CSE Community Seminar | February 13, 2026

Abstract

This talk presents a structure-preserving perspective on numerical methods for ideal incompressible fluid simulation, inspired by the geometric formulation of fluid dynamics. A key focus is the preservation of coadjoint orbits of the volume-preserving diffeomorphism group—a geometric way of describing how ideal fluids evolve that is closely tied to classical circulation conservation and particle-relabeling symmetry. Within this framework, I show how widely used particle–grid methods, including Particle-in-Cell (PIC) and Fluid-Implicit-Particles (FLIP), can be augmented through a small number of principled geometric modifications and reinterpreted within a unified, geometry-driven discretization paradigm. This viewpoint clarifies which physical invariants are preserved by the resulting schemes, including energy and Casimir quantities, and provides a systematic path toward high-order accurate methods for two- and three-dimensional ideal fluid flows.
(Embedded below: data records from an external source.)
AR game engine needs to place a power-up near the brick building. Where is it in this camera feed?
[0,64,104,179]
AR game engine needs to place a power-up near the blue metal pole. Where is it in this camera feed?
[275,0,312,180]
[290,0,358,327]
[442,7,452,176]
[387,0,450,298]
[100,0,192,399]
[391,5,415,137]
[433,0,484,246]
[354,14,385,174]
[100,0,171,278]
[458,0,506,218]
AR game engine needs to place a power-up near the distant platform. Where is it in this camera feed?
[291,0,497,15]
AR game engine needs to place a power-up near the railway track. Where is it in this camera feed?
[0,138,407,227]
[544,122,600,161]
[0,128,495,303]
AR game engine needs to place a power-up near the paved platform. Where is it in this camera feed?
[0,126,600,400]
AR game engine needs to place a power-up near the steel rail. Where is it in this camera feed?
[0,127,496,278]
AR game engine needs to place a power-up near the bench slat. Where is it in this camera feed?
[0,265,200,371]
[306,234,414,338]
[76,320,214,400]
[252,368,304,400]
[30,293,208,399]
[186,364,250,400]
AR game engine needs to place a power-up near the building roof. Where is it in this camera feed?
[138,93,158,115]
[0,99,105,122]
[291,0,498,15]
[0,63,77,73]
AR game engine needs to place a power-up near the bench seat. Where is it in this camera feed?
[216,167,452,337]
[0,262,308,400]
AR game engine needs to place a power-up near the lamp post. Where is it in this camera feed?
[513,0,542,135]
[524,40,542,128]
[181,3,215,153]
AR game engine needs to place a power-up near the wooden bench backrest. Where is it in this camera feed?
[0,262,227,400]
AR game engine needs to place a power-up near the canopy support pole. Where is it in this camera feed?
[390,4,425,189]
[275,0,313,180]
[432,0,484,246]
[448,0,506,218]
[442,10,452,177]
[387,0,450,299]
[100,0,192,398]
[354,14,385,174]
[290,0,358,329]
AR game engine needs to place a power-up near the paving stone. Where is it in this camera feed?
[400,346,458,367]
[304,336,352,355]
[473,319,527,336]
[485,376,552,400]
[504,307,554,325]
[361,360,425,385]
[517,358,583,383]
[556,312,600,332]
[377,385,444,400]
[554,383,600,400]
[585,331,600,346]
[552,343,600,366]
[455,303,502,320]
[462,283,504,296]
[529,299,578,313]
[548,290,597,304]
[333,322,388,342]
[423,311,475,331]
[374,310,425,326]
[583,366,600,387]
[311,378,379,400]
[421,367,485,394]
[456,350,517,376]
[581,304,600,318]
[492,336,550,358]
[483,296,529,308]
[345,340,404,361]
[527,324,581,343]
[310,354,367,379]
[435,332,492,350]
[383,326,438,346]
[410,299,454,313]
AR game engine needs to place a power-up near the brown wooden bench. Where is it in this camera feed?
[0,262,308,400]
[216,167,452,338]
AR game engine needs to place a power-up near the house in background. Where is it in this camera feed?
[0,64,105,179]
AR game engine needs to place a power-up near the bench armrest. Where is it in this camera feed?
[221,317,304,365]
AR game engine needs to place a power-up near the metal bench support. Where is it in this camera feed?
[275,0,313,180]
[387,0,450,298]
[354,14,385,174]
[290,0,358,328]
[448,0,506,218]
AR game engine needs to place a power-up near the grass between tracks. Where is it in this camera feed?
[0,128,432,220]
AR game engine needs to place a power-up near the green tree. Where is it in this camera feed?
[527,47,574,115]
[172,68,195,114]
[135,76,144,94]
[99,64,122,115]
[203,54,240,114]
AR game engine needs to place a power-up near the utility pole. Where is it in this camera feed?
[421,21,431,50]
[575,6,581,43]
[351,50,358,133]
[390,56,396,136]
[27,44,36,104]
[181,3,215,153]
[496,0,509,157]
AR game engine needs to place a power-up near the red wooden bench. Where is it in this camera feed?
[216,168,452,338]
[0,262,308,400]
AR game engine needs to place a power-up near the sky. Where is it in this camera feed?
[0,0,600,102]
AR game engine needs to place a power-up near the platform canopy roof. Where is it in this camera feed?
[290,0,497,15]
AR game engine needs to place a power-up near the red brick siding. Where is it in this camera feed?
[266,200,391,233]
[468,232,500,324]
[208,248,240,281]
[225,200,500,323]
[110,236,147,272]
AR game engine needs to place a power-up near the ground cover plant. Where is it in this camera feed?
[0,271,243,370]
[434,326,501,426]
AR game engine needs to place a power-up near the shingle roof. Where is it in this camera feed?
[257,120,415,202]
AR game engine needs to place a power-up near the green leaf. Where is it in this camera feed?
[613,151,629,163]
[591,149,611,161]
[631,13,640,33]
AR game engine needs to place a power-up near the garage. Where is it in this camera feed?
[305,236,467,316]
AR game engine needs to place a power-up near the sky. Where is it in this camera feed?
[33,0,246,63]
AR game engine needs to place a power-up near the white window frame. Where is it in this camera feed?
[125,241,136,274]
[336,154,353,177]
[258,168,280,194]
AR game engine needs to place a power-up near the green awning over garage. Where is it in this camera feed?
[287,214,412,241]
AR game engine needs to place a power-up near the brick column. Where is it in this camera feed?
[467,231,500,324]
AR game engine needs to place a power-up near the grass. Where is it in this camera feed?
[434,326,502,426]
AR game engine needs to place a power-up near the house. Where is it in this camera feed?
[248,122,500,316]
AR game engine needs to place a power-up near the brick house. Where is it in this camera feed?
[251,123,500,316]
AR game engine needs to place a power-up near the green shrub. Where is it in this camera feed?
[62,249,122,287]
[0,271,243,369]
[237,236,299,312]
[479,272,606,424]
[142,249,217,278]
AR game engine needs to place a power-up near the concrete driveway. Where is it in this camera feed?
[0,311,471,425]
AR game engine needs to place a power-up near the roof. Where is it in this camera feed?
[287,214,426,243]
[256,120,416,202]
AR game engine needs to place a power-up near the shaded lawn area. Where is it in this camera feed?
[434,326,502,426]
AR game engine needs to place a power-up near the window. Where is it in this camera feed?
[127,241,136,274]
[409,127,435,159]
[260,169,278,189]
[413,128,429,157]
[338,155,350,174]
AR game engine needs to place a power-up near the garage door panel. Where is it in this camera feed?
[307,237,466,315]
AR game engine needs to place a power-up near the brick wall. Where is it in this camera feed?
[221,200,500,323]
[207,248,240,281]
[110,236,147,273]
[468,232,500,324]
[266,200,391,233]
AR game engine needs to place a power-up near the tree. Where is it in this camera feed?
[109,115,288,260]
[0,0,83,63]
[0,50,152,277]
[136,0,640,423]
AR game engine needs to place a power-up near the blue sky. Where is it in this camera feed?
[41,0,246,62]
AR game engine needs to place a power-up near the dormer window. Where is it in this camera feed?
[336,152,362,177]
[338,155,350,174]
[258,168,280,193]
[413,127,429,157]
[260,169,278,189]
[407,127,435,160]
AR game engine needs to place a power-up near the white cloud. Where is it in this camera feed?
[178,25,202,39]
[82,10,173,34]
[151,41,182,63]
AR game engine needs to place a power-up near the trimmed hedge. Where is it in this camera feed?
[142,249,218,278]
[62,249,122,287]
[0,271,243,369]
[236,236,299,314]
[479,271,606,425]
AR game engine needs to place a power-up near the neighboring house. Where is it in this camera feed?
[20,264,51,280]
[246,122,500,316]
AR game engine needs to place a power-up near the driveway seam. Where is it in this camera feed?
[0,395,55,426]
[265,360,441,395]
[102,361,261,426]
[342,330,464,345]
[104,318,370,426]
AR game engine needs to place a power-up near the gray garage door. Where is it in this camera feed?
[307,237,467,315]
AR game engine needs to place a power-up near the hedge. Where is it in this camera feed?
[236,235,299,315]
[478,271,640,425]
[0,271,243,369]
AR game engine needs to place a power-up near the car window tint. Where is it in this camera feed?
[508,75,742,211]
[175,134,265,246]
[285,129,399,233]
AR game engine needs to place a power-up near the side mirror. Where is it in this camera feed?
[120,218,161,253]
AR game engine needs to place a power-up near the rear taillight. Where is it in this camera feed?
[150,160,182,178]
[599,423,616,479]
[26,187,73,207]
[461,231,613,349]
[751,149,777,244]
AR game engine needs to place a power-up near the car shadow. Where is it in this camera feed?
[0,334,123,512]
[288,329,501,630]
The talk will also briefly touch on ongoing work examining the variational structure underlying these discretizations, including an interpretation based on non-holonomically constrained dynamics. This perspective provides a setting in which vakonomic principles can be explored alongside more traditional Lagrange–d’Alembert approaches to discretization, and helps situate the proposed methods within broader discussions of consistency and structure preservation in numerical fluid simulation.